We utilize the secondary structural properties of the 28S rRNA D2-D10 expansion segments to hypothesize a multiple sequence alignment for major lineages of the hymenopteran superfamily Ichneumonoidea (Braconidae, Ichneumonidae). The alignment consists of 290 sequences (originally analyzed in Belshaw and Quicke, Syst Biol 51:450-477, 2002) and provides the first global alignment template for this diverse group of insects. Predicted structures for these expansion segments as well as for over half of the 18S rRNA are given, with highly variable regions characterized and isolated within conserved structures. We demonstrate several pitfalls of optimization alignment and illustrate how these are potentially addressed with structure-based alignments.
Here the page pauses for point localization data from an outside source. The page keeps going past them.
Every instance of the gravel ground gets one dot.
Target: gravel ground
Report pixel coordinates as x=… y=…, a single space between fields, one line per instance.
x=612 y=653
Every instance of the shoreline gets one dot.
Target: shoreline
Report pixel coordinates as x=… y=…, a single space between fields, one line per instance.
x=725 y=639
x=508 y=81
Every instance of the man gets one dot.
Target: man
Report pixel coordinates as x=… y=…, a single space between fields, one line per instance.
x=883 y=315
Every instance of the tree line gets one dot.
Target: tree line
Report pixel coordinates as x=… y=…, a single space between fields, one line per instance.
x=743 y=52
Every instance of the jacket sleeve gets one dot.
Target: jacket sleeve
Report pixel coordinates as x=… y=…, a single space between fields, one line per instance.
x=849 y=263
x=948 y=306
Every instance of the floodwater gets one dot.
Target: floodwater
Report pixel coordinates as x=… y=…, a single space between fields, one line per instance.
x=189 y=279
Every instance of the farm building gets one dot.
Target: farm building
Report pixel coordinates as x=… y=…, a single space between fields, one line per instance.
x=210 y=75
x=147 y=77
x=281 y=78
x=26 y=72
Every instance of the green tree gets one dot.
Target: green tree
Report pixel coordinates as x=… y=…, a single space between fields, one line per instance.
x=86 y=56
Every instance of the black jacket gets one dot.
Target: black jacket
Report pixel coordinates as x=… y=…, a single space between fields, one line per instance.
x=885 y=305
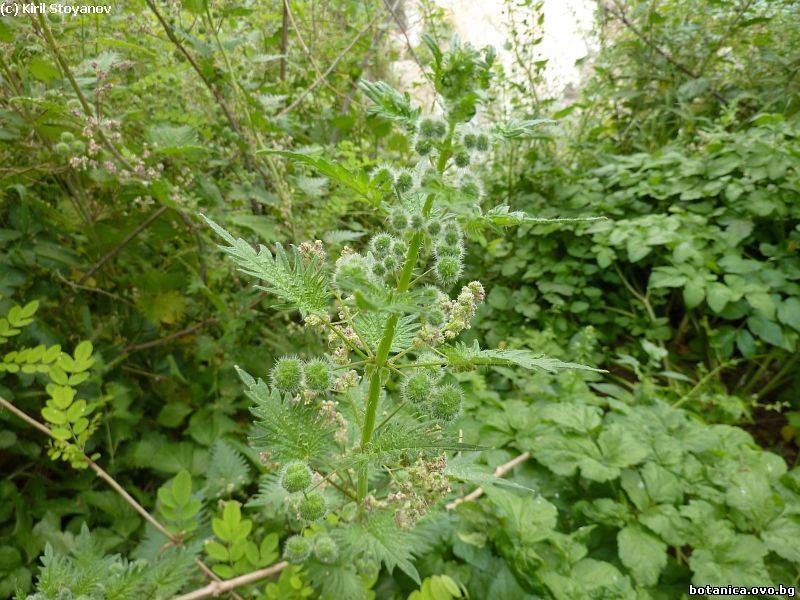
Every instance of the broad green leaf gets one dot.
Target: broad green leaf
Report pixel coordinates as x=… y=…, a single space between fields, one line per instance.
x=182 y=487
x=789 y=313
x=217 y=551
x=643 y=553
x=782 y=536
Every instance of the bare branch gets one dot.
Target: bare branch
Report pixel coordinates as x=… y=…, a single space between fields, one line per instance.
x=498 y=472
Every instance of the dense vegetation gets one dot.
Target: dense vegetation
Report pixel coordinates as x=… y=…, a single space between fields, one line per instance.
x=262 y=312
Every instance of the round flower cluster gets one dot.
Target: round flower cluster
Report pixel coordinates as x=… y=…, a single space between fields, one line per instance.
x=421 y=486
x=437 y=402
x=291 y=376
x=312 y=250
x=461 y=311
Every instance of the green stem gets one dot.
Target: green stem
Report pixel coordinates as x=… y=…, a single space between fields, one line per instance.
x=382 y=354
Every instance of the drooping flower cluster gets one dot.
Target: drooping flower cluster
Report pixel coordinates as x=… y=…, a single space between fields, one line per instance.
x=417 y=489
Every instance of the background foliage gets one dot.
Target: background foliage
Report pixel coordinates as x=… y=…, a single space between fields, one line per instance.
x=677 y=466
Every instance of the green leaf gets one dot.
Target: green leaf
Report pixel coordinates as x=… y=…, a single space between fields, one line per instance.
x=302 y=286
x=769 y=331
x=389 y=103
x=643 y=553
x=693 y=293
x=789 y=313
x=182 y=487
x=360 y=184
x=463 y=357
x=217 y=551
x=718 y=295
x=620 y=447
x=527 y=518
x=576 y=417
x=783 y=537
x=54 y=416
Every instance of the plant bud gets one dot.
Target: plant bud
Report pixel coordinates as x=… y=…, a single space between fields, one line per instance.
x=296 y=549
x=404 y=181
x=417 y=388
x=442 y=248
x=398 y=219
x=378 y=269
x=416 y=222
x=391 y=263
x=434 y=228
x=325 y=549
x=447 y=270
x=296 y=477
x=432 y=128
x=287 y=375
x=423 y=147
x=318 y=375
x=312 y=506
x=446 y=402
x=462 y=159
x=381 y=244
x=451 y=233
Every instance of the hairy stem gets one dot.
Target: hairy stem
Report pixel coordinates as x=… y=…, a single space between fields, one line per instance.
x=382 y=354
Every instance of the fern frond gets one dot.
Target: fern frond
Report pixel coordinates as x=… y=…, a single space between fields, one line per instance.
x=302 y=286
x=285 y=429
x=462 y=357
x=227 y=471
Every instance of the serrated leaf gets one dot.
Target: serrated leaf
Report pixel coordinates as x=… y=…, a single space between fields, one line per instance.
x=643 y=553
x=463 y=357
x=182 y=487
x=302 y=286
x=359 y=183
x=217 y=551
x=389 y=103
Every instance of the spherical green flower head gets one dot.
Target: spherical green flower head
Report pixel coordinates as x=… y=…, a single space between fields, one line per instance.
x=296 y=549
x=398 y=219
x=447 y=270
x=442 y=248
x=451 y=233
x=432 y=128
x=325 y=549
x=319 y=376
x=296 y=477
x=391 y=263
x=423 y=147
x=312 y=506
x=417 y=388
x=381 y=243
x=446 y=402
x=404 y=181
x=287 y=375
x=434 y=227
x=378 y=269
x=416 y=222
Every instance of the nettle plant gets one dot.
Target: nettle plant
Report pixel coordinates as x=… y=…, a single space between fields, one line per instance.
x=360 y=434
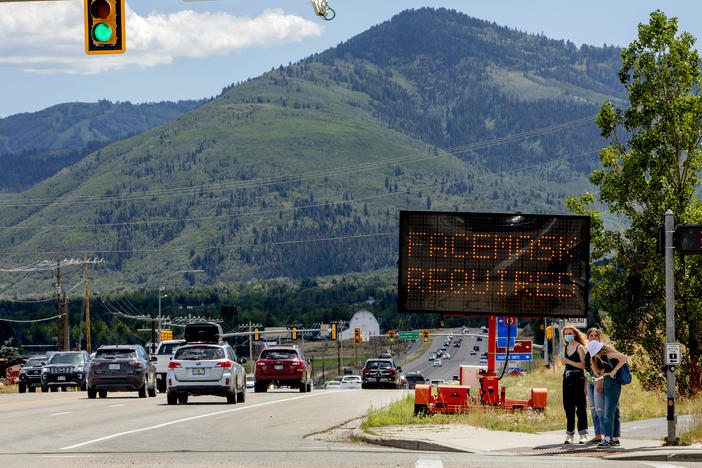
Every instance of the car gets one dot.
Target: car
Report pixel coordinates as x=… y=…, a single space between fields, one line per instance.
x=283 y=366
x=30 y=374
x=351 y=382
x=380 y=373
x=163 y=354
x=414 y=378
x=250 y=381
x=65 y=369
x=121 y=368
x=205 y=368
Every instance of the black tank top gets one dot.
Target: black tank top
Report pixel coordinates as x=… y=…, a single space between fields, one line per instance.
x=573 y=357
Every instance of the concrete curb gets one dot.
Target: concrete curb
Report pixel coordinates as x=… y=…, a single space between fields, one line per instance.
x=407 y=444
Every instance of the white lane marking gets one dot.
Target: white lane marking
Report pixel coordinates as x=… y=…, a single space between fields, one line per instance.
x=429 y=462
x=178 y=421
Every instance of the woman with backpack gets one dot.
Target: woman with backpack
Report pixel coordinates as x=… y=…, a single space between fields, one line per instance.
x=606 y=361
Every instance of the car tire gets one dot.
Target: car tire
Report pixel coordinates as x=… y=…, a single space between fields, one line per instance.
x=172 y=398
x=260 y=387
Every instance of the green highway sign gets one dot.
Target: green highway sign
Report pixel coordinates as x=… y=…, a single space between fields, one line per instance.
x=407 y=335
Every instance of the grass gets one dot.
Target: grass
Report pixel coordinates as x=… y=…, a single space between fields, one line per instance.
x=635 y=403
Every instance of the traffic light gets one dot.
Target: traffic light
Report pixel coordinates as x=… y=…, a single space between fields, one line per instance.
x=104 y=26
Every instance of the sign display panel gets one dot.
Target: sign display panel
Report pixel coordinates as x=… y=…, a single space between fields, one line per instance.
x=494 y=264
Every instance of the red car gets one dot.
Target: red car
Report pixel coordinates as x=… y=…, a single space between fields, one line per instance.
x=282 y=366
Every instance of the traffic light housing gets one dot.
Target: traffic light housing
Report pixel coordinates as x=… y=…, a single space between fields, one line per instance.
x=104 y=27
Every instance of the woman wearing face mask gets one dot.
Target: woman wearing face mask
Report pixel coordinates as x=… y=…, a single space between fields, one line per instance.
x=574 y=402
x=595 y=391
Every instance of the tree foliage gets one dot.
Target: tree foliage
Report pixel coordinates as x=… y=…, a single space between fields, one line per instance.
x=651 y=164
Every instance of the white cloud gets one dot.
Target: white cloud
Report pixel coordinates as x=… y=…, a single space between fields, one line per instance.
x=48 y=37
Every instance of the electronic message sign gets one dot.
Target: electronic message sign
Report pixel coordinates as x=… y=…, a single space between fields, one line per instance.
x=494 y=264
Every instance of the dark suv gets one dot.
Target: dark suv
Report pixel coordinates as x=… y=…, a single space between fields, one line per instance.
x=65 y=369
x=282 y=366
x=30 y=373
x=121 y=368
x=380 y=373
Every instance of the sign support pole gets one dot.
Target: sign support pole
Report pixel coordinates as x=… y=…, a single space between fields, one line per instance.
x=671 y=439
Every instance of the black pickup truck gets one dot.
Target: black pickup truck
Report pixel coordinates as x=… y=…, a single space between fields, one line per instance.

Our global alignment is presented online at (http://hymenoptera.tamu.edu/rna) with summary statistics, such as basepair frequency tables, along with novel tools for parsing structure-based alignments into input files for most commonly used phylogenetic software. These resources will be valuable for hymenopteran systematists, as well as researchers utilizing rRNA sequences for phylogeny estimation in any taxon. We explore the phylogenetic utility of our structure-based alignment by examining a subset of the data under a variety of optimality criteria using results from Belshaw and Quicke (2002) as a benchmark.